Once excluded, children often end up in pupil referral units (PRUs). PRUs are a type of school with less requirements for qualified staff, a restricted curriculum and typically very poor prospects for their students. According to the House of Commons report, only 1% of students excluded to PRUs receive 5 or more “good” GCSEs. 99% do not. The State of Children’s Rights Report also highlighted that some councils do not have a single PRU in their jurisdiction that has been rated better than “requires improvement” by the Office for Standards in Education (Ofsted). The government’s own guidance from the Home Office, for frontline workers, warns that a young person’s placement in a PRU makes them more vulnerable to exploitation by drugs traffickers and criminal elements, a key driver behind youth violence. Indeed, Ofsted have warned that sometimes perpetrators of criminal exploitation will equip young people with prohibited items such as drugs or knives, in order to get them excluded, because they are easier to control once in a PRU.
Therefore, John was excluded, and in an absurd quirk of our system, the government will have ended up paying vastly more per day for John to be in a PRU than they would have done for his mainstream school place. More money to make him more vulnerable and less likely to have his rights respected. More money to give him a more challenging and less hopeful start in life. More money to undermine his successful transition into adulthood. More money that could have been spent ensuring his effective participation in mainstream education.
Indeed in 2015 the then Education Secretary, Michael Gove, did recognise that excluded children are more vulnerable to being sucked into crime than their peers, and the evidence in the years since has only corroborated this position. It is thus disappointing that it has taken a spate of tragic killings and the shock of the public for this link to finally be discussed with some severity and urgency by leading politicians and commentators.

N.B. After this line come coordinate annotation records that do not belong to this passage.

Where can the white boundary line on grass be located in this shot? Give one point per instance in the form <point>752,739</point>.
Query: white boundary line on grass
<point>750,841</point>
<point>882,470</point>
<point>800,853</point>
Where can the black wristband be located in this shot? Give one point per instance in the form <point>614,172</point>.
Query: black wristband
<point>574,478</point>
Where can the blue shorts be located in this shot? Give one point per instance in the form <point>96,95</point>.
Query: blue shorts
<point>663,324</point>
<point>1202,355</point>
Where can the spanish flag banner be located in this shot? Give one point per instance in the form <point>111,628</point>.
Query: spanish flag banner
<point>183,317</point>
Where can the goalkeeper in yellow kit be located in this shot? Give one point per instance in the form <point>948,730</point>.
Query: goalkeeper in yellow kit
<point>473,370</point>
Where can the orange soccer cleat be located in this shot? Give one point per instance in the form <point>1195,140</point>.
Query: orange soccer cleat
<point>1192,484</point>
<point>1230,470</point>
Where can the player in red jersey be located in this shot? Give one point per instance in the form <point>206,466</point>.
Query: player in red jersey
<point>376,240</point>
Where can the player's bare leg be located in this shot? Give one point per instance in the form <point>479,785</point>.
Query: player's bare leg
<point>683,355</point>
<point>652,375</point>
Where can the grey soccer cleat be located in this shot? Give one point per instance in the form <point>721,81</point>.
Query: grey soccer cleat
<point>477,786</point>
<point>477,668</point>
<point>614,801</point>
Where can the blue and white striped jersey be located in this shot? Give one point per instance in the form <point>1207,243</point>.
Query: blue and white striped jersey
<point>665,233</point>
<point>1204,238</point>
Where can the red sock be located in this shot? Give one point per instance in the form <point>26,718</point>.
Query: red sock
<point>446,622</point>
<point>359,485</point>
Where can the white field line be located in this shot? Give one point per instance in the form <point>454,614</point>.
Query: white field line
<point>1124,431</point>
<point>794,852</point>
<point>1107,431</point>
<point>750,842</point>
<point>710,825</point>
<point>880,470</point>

On 7 March a spokesman for the Home Office said the Government was “certainly listening to the evidence” on school exclusions. It is vitally important that the Government stops merely listening and begins to finally act on this evidence by radically overhauling our system of education for the most vulnerable young people, and ensure we break the path from vulnerability at school to violence in our communities.
To start with, the Government could give the independent panels back their power to bind a school to their decision, as the Education Committee recommended. That would give the most vulnerable young people a way to challenge unlawful exclusions, offering some much needed protection from the vulnerability to exploitation and violence faced more acutely by those who are excluded.
Alex Temple is a Public Lawyer and Policy Officer at Just for Kids Law.